Para ulama setelahnya seperti Imam Bukhari rahimahullah pun sangat keras dalam memperjuangkan kemurnian aqidah tauhid ini dengan kitabnya Shahih Bukhari. Hal ini akan tampak dengan jelas dengan mencermati hadits-hadits dan bab-bab yang beliau susun guna membantah berbagai firqah/aliran sesat dan menyimpang dalam hal aqidah tauhid. Sebelum mereka berdua juga ada Imam Malik rahimahullah -guru dari Imam Syafi’i- yang dengan tegas memerangi penyimpangan dan bid’ah dalam hal aqidah.

Imam Malik pernah berkata, “as-Sunnah/ajaran Nabi ini seperti kapal Nabi Nuh. Barangsiapa menaikinya akan selamat, dan barangsiapa yang tertinggal/tidak mau menaikinya maka dia pasti tenggelam/binasa.” Beliau juga berkata, “Barangsiapa yang membuat ajaran-ajaran baru/bi’dah di dalam Islam yang dia anggap sebagai suatu kebaikan, maka sesungguhnya dia telah menuduh Nabi Muhammad shallallahu ‘alaihi wa sallam telah mengkhianati risalah/ajaran wahyu yang beliau emban…”

Imam Syafi’i rahimahullah -beliau adalah salah satu guru dari Imam Ahmad dan termasuk murid dari Imam Malik- juga mengatakan, “Aku beriman kepada Allah dan apa-apa yang datang dari Rasulullah sebagaimana apa yang dikehendaki oleh Allah. Dan aku beriman kepada Rasulullah dan apa-apa yang datang dari Rasulullah sebagaimana apa yang dikehendaki Rasulullah.” Imam Syafi’i juga termasuk ulama yang sangat keras menentang ilmu kalam/filsafat ketuhanan karena ia merusak aqidah Islam yang murni.

Oleh sebab itu ulama terdahulu dari kalangan tabi’in sebelum para imam itu seperti Imam al-Auza’i rahimahullah (wafat 157 H) berkata, “Wajib bagimu untuk mengikut jejak-jejak kaum salaf/para sahabat nabi, walaupun orang-orang menolakmu.
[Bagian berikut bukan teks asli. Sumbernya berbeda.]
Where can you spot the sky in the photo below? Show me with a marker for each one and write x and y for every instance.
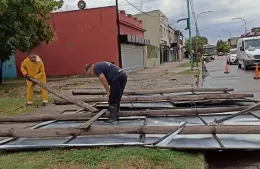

Dan hati-hatilah kamu dari pendapat akal-akal manusia, meskipun mereka berupaya menghiasinya dengan ucapan-ucapan yang indah.” Perkataan beliau ini dinukil oleh Imam Ibnu Qudamah al-Maqdisi rahimahullah dalam kitabnya Lum’atul I’tiqad al-Hadi ila Sabil ar-Rasyad.

Imam Ahmad bin Hanbal pun dengan tegas mengatakan, “Barangsiapa yang menolak hadits Rasulullah shallallahu ‘alaihi wa sallam maka dia berada di tepi jurang kehancuran.” Imam Syafi’i mengucapkan kalimat senada, “Kaum muslimin telah bersepakat bahwa barangsiapa yang telah jelas baginya suatu sunnah/hadits dari Rasulullah shallallahu ‘alaihi wa sallam maka tidak halal baginya meninggalkan hadits ini hanya gara-gara mengikuti pendapat/perkataan seseorang tokoh.” Ucapan-ucapan ini dikutip oleh Syaikh al-Albani rahimahullah dalam mukadimah kitabnya yang sangat bermanfaat Shifat Sholat Nabi shallallahu ‘alaihi wa sallam

Syaikh Prof. Dr. Abdurrazzaq al-Badr hafizhahullah berkata, “Sebagaimana setiap bangunan itu memiliki pondasi, maka sesungguhnya pondasi bangunan agama ini adalah iman kepada Allah subhanahu wa ta’ala beserta iman kepada nama-nama dan sifat-sifat-Nya. Semakin kokoh pondasi ini maka semakin kuat pula bangunan itu dalam menampung dan tegak berdiri sehingga selamat dari keruntuhan atau ambruk.” (lihat Fiqh al-Asma’ al-Husna, hal. 7 cet. Dar at-Tauhid tahun 1429 H)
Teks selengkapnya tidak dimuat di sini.